You can use the vars_files section of a play to reference a file encrypted with ansible-vault the same way you would access a regular file: we would not need to modify [full_mezzanine_playbook] at all if we encrypted the secrets.yml file.

We do need to tell ansible-playbook to prompt us for the password of the encrypted file, or it will simply error out. Do so by using the --ask-vault-pass argument:

$ ansible-playbook mezzanine.yml --ask-vault-pass

You can also store the password in a text file and tell ansible-playbook the location of this password file by using the --vault-password-file flag:

$ ansible-playbook mezzanine --vault-password-file ~/password.txt

If the argument to --vault-password-file has the executable bit set, Ansible will execute it and use the contents of standard out as the vault password.

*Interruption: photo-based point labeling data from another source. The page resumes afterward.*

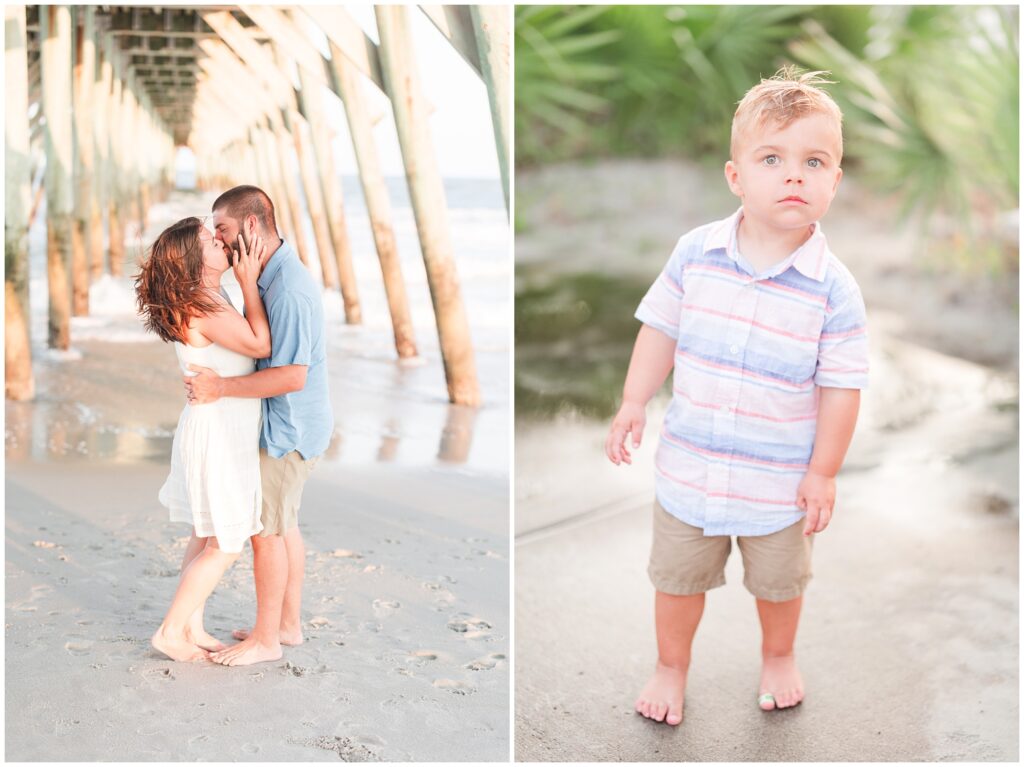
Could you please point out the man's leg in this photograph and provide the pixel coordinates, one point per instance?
(779, 676)
(676, 620)
(291, 620)
(270, 571)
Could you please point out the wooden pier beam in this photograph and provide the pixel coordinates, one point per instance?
(491, 23)
(100, 105)
(82, 240)
(115, 165)
(312, 109)
(299, 131)
(55, 42)
(18, 383)
(348, 85)
(429, 208)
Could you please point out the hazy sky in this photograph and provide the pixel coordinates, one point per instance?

This allows you to use a script to provide the password to Ansible.

ansible-vault commands shows the available ansible-vault commands.

Table 5. ansible-vault commands
Command Description

ansible-vault encrypt file.yml

Encrypt the plain-text file.yml file

ansible-vault decrypt file.yml

Decrypt the encrypted file.yml file

ansible-vault view file.yml

Print the contents of the encrypted file.yml file

ansible-vault create file.yml

Create a new encrypted file.yml file

ansible-vault edit file.yml

Edit an encrypted file.yml file

ansible-vault rekey file.yml

Change the password on an encrypted file.yml file


1. Thanks to John Jarvis for this tip.
2. Don’t Repeat Yourself, a term popularized by The Pragmatic Programmer: From Journeyman to Master, which is a fantastic book.
3. etcd is a distributed key-value store maintained by the CoreOS project.
4. If this sounds like gibberish, don’t worry about it; it’s just an example of running a command.
5. DNS service providers typically have web interfaces to let you perform DNS-related tasks such as creating TXT records.